Switzerland (German: die Schweiz,[note 3] French: Suisse, Italian: Svizzera, Romansh: Svizra), officially the Swiss Confederation (Latin: Confoederatio Helvetica, hence its abbreviation CH), is a federal republic consisting of 26 cantons, with Bern as the seat of the federal authorities. The country is situated in Western Europe[note 4] where it is bordered by Germany to the north, France to the west, Italy to the south, and Austria and Liechtenstein to the east.

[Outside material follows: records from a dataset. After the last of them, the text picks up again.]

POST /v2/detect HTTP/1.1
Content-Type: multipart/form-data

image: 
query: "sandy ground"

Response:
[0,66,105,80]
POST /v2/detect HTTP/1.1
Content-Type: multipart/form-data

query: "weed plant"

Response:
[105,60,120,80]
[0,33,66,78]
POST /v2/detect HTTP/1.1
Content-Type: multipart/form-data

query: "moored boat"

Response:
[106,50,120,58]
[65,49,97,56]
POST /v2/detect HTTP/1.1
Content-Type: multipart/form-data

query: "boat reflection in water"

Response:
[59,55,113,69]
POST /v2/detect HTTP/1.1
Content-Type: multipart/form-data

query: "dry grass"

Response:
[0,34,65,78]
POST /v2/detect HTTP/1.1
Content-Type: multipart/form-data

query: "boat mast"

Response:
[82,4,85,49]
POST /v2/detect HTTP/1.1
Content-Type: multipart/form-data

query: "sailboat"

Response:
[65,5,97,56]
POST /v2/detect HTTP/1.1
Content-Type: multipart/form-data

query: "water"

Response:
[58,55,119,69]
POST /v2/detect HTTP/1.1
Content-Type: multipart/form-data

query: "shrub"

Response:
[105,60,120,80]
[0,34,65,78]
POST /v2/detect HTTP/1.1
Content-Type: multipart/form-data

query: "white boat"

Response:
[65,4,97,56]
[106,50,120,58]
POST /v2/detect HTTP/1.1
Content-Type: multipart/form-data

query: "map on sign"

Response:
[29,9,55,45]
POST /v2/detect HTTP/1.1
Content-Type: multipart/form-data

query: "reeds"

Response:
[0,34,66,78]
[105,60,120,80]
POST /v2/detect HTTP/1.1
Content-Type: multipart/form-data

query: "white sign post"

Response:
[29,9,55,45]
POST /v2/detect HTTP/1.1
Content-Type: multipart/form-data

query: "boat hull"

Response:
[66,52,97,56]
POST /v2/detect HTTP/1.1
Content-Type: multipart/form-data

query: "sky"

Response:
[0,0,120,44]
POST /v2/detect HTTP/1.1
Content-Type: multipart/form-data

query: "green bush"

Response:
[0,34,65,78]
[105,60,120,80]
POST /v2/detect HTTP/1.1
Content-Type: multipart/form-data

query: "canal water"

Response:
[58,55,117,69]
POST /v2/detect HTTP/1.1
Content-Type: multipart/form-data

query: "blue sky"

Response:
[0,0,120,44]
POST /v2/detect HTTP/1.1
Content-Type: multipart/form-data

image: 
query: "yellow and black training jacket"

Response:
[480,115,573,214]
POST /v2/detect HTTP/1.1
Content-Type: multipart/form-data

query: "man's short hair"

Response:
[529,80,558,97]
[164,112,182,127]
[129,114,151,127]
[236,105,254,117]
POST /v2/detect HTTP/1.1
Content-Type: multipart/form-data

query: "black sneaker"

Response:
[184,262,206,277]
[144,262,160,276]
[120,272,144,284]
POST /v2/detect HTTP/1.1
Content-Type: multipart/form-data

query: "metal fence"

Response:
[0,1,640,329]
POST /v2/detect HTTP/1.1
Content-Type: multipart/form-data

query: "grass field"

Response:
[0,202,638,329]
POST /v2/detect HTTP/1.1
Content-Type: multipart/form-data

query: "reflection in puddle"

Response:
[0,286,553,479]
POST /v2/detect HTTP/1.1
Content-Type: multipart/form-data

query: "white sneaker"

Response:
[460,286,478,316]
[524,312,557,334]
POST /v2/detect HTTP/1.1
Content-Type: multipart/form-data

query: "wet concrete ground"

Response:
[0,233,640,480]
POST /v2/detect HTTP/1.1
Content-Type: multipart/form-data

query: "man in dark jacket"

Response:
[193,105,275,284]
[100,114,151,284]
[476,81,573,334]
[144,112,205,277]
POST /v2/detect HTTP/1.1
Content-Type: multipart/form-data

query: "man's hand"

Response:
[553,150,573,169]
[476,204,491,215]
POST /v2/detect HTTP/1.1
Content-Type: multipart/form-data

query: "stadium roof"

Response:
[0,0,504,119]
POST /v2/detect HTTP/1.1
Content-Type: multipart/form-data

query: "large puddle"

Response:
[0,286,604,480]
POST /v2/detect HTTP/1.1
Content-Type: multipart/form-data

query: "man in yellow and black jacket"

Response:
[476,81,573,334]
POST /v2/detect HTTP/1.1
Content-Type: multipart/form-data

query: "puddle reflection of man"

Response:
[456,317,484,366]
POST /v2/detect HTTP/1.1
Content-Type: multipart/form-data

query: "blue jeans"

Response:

Switzerland is a landlocked country geographically divided between the Alps, the Central Plateau and the Jura. Its area is 41,285 km2 (15,940 sq mi). The Swiss population of approximately 7.8 million people concentrates mostly on the Plateau, where the largest cities are to be found. Among them are the two global cities and economic centres of Zurich and Geneva. Switzerland is one of the richest countries in the world by per capita gross domestic product, with a nominal per capita GDP of $67,384. Switzerland also has one of the world's largest account balances as a percentage of GDP, only placing behind a few oil producing countries. Zurich and Geneva have respectively been ranked as the cities with the second and third highest quality of life in the world. In 2010, World Economic Forum deemed Switzerland the world's most competitive country.
The earliest known cultural tribes of the area were members of the Hallstatt and La Tène cultures, named after the archaeological site of La Tène on the north side of Lake Neuchâtel. La Tène culture developed and flourished during the late Iron Age from around 450 BC, possibly under some influence from the Greek and Etruscan civilisations. One of the most important tribal groups in the Swiss region was the Helvetii. In 58 BC, at the Battle of Bibracte, Julius Caesar's armies defeated the Helvetii. In 15 BC, Tiberius, who was destined to be the second Roman emperor and his brother, Drusus, conquered the Alps, integrating them into the Roman Empire. The area occupied by the Helvetii—the namesakes of the later Confoederatio Helvetica—first became part of Rome's Gallia Belgica province and then of its Germania Superior province, while the eastern portion of modern Switzerland was integrated into the Roman province of Raetia.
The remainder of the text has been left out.